La fabrication se divise en deux parties, notamment le pressage et les visuels et emballage. Concernant le pressage, il est nécessaire de le planifier afin d’obtenir les albums avant un concert ou une tournée pour pouvoir s’en servir comme outils de promotion pour les diffuser au mieux. Il faut compter 3 mois avant la sortie de l’album pour le mastering et 6 mois avant le concert. En matière de visuels et emballage, il faut dire qu’un visuel réussi participe au «succès commercial» d’un album. Il est donc important de soigner le graphisme d’un projet, de demander un devis à différents graphistes et de définir le type d’emballage, selon le budget à disposition. La majorité des usines de pressage s’occupent également de l’impression des visuels. D’autres travaillent directement avec des boîtes de distribution qui représentent un gage de qualité (couverture médiatique et vente).

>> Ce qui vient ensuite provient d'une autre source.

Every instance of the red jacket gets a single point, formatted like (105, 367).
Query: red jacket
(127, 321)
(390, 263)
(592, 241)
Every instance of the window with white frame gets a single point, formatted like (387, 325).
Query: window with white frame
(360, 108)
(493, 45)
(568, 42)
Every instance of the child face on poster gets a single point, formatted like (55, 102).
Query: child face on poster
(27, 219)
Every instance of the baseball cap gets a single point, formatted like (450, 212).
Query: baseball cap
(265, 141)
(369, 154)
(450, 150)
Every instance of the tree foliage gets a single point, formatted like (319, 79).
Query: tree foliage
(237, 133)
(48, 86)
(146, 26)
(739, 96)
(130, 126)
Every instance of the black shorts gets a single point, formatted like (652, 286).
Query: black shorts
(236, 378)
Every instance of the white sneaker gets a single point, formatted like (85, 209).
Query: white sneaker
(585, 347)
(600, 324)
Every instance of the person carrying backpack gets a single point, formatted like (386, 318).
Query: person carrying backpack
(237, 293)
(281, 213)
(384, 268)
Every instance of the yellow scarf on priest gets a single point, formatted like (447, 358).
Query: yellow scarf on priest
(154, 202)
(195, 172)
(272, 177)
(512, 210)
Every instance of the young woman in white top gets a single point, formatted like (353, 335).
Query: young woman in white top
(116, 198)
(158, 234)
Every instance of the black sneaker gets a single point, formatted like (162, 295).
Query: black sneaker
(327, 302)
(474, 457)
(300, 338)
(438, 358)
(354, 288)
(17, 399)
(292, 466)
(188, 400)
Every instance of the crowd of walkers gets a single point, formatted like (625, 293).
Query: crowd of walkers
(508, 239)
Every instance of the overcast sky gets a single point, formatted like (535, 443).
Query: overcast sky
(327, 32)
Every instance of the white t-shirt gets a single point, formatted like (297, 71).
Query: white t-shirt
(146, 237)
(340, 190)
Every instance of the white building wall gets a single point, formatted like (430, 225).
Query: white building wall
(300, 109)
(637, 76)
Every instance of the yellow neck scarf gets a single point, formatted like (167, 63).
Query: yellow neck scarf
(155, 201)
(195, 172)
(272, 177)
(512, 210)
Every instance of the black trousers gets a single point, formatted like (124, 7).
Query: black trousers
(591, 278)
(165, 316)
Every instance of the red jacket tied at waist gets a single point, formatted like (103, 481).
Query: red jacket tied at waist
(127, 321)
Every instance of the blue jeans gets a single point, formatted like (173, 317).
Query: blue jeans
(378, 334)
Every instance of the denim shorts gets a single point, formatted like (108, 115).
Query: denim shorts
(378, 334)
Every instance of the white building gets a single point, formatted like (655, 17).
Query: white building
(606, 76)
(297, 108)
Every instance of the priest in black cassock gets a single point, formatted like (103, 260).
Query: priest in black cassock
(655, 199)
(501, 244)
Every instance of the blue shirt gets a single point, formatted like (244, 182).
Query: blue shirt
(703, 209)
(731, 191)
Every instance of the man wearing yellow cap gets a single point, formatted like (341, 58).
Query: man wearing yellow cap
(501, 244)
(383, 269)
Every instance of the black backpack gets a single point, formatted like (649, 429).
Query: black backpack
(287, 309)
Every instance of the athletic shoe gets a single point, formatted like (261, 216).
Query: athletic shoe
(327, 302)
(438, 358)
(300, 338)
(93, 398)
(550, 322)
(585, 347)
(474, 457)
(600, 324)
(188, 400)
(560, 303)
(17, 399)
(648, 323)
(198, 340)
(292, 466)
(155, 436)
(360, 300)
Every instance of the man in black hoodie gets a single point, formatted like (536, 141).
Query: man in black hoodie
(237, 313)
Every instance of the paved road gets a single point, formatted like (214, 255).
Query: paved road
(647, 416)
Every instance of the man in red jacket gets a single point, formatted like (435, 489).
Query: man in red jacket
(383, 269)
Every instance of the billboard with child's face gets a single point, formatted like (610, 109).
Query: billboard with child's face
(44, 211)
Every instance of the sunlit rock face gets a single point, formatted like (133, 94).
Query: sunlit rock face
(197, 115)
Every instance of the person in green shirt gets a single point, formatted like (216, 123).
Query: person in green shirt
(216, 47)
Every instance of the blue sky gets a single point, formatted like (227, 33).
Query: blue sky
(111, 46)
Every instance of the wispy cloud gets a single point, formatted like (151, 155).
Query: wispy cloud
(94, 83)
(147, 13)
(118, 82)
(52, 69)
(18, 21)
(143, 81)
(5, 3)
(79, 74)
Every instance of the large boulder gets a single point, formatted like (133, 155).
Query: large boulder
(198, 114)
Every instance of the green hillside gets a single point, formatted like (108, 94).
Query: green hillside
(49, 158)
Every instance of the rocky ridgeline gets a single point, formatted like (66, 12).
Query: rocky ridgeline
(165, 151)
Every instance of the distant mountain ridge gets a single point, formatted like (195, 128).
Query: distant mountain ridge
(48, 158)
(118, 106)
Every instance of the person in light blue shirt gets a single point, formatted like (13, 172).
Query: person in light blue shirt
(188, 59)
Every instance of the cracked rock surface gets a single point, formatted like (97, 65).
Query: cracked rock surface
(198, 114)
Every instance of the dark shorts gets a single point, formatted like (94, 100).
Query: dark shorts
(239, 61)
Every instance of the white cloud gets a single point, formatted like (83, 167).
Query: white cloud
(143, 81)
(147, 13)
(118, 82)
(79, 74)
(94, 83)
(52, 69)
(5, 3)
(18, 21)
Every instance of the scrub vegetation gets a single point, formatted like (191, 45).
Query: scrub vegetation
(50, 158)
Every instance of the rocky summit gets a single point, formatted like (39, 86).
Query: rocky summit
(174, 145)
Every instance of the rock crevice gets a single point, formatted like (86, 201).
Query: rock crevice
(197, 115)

Comment se font la diffusion et la distribution ?
Pour diffuser son œuvre, un artiste peut faire appel à une boîte de distribution, à une maison de disques (label) ou à un éditeur. Il est important de ne pas arriver avec un produit fini, mais avec des maquettes (CD ou autres). Plusieurs types de contrats sont alors susceptibles d’être signés entre autres le contrat d’artiste (Interprète) ou de production. Il s’agit d’un contrat qui définit la relation légale entre l’interprète et le label au cas où ce dernier est producteur de la bande master. Par ailleurs, il existe le contrat d’enregistrement ou de production. Celui-ci définit la relation légale entre l’interprète en tant qu’accompagnateur et producteur. Le contrat de licence quant à lui définit la relation légale entre le producteur et le label. Pour ce qui est du contrat de distribution, il définit la relation légale entre l’artiste ou le label et le distributeur. Enfin, le contrat d’édition définit la relation légale entre un éditeur et un auteur et/ou compositeur.
Le code-barre permet quant à lui à l’album d’être recensé dans les systèmes informatiques des revendeurs. Dans certains cas, le fait de ne pas avoir de code-barre nuira à la distribution de l’album. Distributeurs et disquaires indépendants seront plus réticents et de grandes enseignes (Fnac, Virgin,…) ne distribueront tout simplement pas le disque.
Et les volets promotion et commercialisation ?
Au cas où l’artiste travaille avec un label ou une boîte de distribution, ces structures peuvent assurer, en partie, la promotion et la commercialisation de l’œuvre. La première tâche de l’artiste est de faire un dossier de présentation (biographie, discographie, photos, dates de concerts, articles de presse, etc.) qui constitue une véritable carte de visite.
Ensuite, grâce à Internet, il est désormais facile de réaliser sa propre promotion via MySpace, MX3, YouTube, Facebook, Twitter et l’envoi promotionnel de mailing/newletters assortis de fichiers audio numériques à différents médias et institutions (radios, clubs, festivals, etc.).
Dans les deux cas, la promotion doit représenter une part non négligeable du budget de production de l’album. La tournée suivant la sortie d’un album est aussi un bon moyen de promouvoir et commercialiser l’album. Il est donc important de coordonner la tournée en fonction de la sortie de l’album.
Que conseillez-vous aux jeunes talents qui veulent se lancer dans cette voie ?
De croire en ce rêve, mais surtout de finir leurs études. Pour la simple raison que les incultes ne peuvent réussir dans aucun domaine.